Encouraging people to part with their money is an ancient and prestigious profession that takes many forms and titles. Sales people, merchants, bankers, money lenders, cult leaders, etc.—the list is practically endless—have been around since the dawn of civilization.
It’s only been in recent years that businesses have had to establish new ways of thinking about payments, with payment cards overtaking cash sales and other forms of currency being introduced (e.g., digital currencies like Bitcoin). The bad debt collection process is practically a science these days, with special forms of technology designed around it.
For healthcare practices, the process of strategically managing funds and collecting on payments has been steadily evolving as well, and, with recent changes in healthcare legislation, advances in technology, and the transition of healthcare into a consumer-focused market, making sure that your practice’s payment collection process is both efficient and effective is more vital than ever.
According to a 2013 TransUnion Healthcare survey, patients with a positive billing experience rate their quality of care with a healthcare provider as higher overall than a patient with a negative billing experience would indicate. Practices need to understand that for many consumers, the billing process can be just as important as the actual care received.
For the financial health of your practice, an effective billing and payment process can also prevent bad debt from becoming excessive. While some bad debt is to be expected, creating an internal collection process or insisting on up front copays can help to whittle down your overall “in the red” totals—something many practices and hospitals desperately need. According to a report published by E&Y in 2014, roughly 38 percent of all debt being managed by third-party collection agencies was healthcare-related. In 2012, hospitals in the U.S. were left unpaid for $45.9 billion in services.
With those kinds of numbers, there’s obviously a problem somewhere.
Below are some potential barriers that your practice might encounter in the payment collection process, as well as some tips for setting up or adjusting your practice’s process in order to keep patients satisfied and bills paid.
Up front communication about payment expectation is vital as an opening policy for any payment/collection process. Once you’ve evaluated insurance, make sure they realize the copay they can expect, then you should also warn that additional charges could be required if any services are not covered by insurance. Your front desk should be aware of services that may or may not be covered. If they’re not, have them do the research. It’s quick work to make a phone call and get accurate information, and that little bit of extra effort can make a patient’s experience much more positive because the more sure information you can provide, the more faith the customer will have in your practice’s abilities to offer quality care.
Urgency, or a lack thereof.
Remember: the sooner, the better. Getting things done up front is essential. For instance, having insurance information that your staff can evaluate before the patient arrives is essential. Either through online paperwork submission or through phone conversation, you should have insurance information up front so that you can better evaluate costs, inform patients, and make arrangements when the patient shows for his/her appointment. Take the copays up front where-ever possible. If a service will not be covered, make sure you inform the patient before he/she arrives and inform the patient of the out-of-pocket costs. There’s no sense in wasting anyone’s time if the cost will be too high for the patient to cover. In cases where accounts are beginning to age past 30 days, be persistent in trying to collect those funds. The longer it ages, the less likely you will be to get those funds at all.
The right technology.
The right software and hardware can be your best friend with payment and collections—while a lack can be your greatest downfall. A good internal software can help you to manage and monitor outstanding payments and an online payment system, through your website, can allow you to give patients plenty of options to cover any outstanding or additional costs. Good payment and collections management can be made 100 times easier with the right tools at your disposal.
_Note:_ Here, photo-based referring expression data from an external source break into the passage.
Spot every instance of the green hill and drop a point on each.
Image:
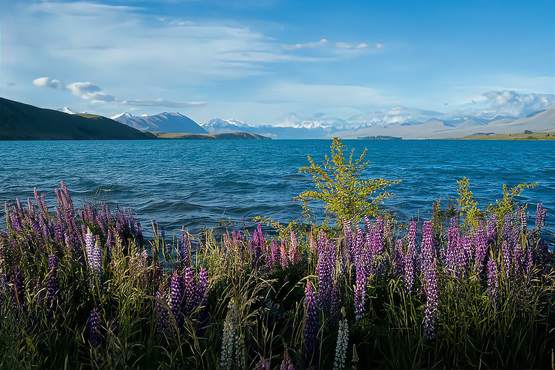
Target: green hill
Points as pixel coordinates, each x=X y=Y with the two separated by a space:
x=20 y=121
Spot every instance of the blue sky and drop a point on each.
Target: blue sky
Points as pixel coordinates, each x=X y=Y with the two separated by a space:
x=261 y=61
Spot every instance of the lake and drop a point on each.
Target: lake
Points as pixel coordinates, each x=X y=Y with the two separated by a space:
x=206 y=183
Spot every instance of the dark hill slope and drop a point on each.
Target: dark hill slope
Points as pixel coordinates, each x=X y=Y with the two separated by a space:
x=20 y=121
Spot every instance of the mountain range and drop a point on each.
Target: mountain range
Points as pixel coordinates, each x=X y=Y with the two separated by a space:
x=497 y=112
x=20 y=121
x=162 y=122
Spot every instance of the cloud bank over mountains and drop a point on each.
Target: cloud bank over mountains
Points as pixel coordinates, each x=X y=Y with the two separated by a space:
x=95 y=94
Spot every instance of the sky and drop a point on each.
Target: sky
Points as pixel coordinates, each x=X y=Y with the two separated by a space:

If a cost or service can’t be covered by insurance, especially for regular or long-time payments, be open to offering them options. Your patients depend on you to be able to help them and they rely on your practice to care about their needs. Providing options, such as payment plans and a variety of ways to make those payments (cash, check, money order, debit/credit card, online), will show that your practice does genuinely want to help patients.
Staying on top of it.
Most important with your payment process, don’t let it get away from you. Make sure that your staff is constantly monitoring new and old accounts for future costs and outstanding payments. For billing and coding, make sure your staff is regularly checking for any returned billing requests or coding issues and that they’re resubmitting quickly. The longer these issues go unmanaged, the more likely they are to pile up and never be addressed at all.
An efficient payment process is essential for any business, but the medical field has to deal with insurance, copays, and unexpected situations that few other businesses have to address. Even so, it is possible for your practice to plan for possible issues, then respond and communicate effectively. Setting certain procedures in place that anticipate and prevent problems with the concerns listed above will help prevent losses in the long run.